Planarity is a rather addictive game developed by John Tantalo. The idea is that you're given a planar graph, drawn with lots of crossings, and your goal is to move vertices around so as to recover a planar embedding. The game can get surprisingly challenging, and has even spawned a photoshop tribute called, 'Planarity, My Anti-drug'.

If we put on our theory hats, the first question that pops out is: how many vertices might you need to move in order to move from an embedding of a planar graph to a planar embedding ? This process, of moving vertices around to remove crossings, is called untangling. Technically, H is an untangling of G if H is crossing free and is isomorphic as G (in other words, untangling might allow more general moves than the sliding allowed by Planarity). A vertex of G was said to be fixed if it was mapped (by the isomorphism) to a vertex of H with the same coordinates.
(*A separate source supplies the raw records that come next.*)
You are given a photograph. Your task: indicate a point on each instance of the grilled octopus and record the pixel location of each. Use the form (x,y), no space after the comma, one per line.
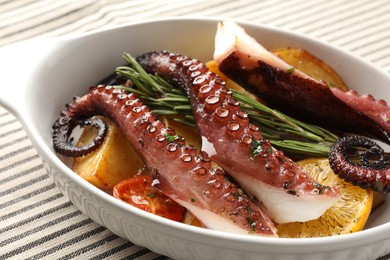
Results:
(243,59)
(180,171)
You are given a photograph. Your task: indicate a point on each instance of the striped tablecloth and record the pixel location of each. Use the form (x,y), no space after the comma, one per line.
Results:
(36,220)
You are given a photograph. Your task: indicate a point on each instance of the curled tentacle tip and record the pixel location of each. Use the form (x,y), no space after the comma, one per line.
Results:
(373,170)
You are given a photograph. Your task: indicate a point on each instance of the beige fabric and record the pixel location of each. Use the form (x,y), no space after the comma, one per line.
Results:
(36,221)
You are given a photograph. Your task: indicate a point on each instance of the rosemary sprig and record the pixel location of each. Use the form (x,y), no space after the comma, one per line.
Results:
(294,137)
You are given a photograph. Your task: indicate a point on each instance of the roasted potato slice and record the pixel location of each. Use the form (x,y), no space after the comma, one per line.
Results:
(311,65)
(114,161)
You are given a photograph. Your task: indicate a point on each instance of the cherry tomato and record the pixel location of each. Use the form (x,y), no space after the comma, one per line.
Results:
(139,192)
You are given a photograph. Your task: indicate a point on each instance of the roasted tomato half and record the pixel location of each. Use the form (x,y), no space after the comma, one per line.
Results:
(139,192)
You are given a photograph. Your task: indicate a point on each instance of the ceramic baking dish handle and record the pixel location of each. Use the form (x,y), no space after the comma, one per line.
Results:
(17,63)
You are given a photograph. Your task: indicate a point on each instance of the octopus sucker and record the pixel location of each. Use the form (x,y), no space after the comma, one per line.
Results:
(237,146)
(180,171)
(366,174)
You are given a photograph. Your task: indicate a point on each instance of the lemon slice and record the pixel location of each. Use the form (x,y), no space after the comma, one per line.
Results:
(348,215)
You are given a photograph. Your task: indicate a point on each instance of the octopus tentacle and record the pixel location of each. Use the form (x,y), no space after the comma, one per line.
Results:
(62,130)
(244,60)
(178,170)
(237,145)
(374,175)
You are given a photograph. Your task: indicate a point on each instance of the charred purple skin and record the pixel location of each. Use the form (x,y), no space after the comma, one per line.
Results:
(302,98)
(180,171)
(374,175)
(211,93)
(233,142)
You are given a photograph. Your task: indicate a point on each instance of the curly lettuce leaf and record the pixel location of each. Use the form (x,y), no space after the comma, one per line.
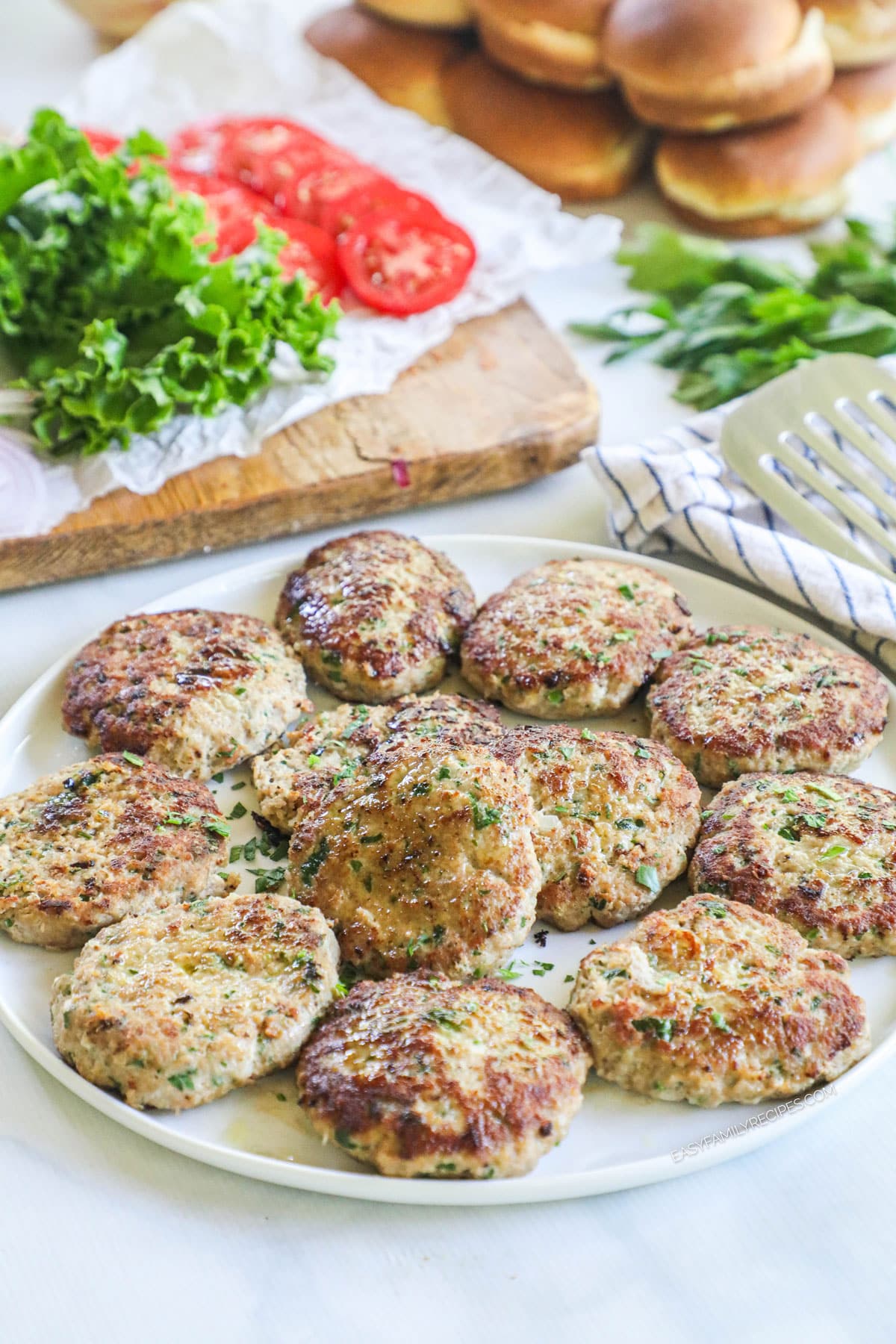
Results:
(111,309)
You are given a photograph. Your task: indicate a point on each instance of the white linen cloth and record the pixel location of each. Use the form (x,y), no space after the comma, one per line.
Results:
(200,60)
(676,491)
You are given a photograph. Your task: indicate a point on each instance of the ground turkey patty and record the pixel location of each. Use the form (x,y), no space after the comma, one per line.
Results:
(615,820)
(715,1003)
(100,840)
(329,746)
(742,699)
(815,851)
(195,691)
(425,1077)
(375,615)
(181,1006)
(574,638)
(423,858)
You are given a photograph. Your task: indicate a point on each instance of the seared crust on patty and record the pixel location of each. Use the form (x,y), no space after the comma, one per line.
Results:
(574,638)
(375,616)
(423,858)
(195,691)
(746,699)
(425,1077)
(100,840)
(179,1007)
(815,851)
(293,779)
(712,1003)
(615,820)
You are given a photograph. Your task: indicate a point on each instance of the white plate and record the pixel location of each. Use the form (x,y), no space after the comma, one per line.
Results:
(618,1140)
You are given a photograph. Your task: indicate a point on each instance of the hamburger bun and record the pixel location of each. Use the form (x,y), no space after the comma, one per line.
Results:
(755,183)
(859,33)
(399,65)
(699,65)
(871,97)
(423,13)
(553,42)
(585,147)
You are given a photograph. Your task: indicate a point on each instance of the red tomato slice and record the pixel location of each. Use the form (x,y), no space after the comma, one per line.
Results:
(341,211)
(233,208)
(252,147)
(196,147)
(314,253)
(399,262)
(101,141)
(304,184)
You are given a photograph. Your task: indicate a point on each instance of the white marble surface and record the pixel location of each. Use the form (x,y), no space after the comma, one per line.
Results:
(105,1236)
Back in 1998, it was first asked whether a graph could be made planar while keeping a constant fraction of vertices fixed. The answer, shown by Pach and Tardos, was no, via a graph in which at most roughly n^{2/3} of the vertices could stay fixed (which is one way of explaining the difficulty of Planarity). Of course, the next question was whether it was the case that all planar graphs could be untangled by fixing at least some n^epsilon vertices.

A recent paper by Bose, Dujmovic, Hurtado, Langerman, Morin and Wood answers this question in the affirmative, showing that any geometric planar graph can be untangled while keeping at least n^{1/4} vertices fixed. The proofs involved are intricate, but are graph-theoretic and "elementary" in nature.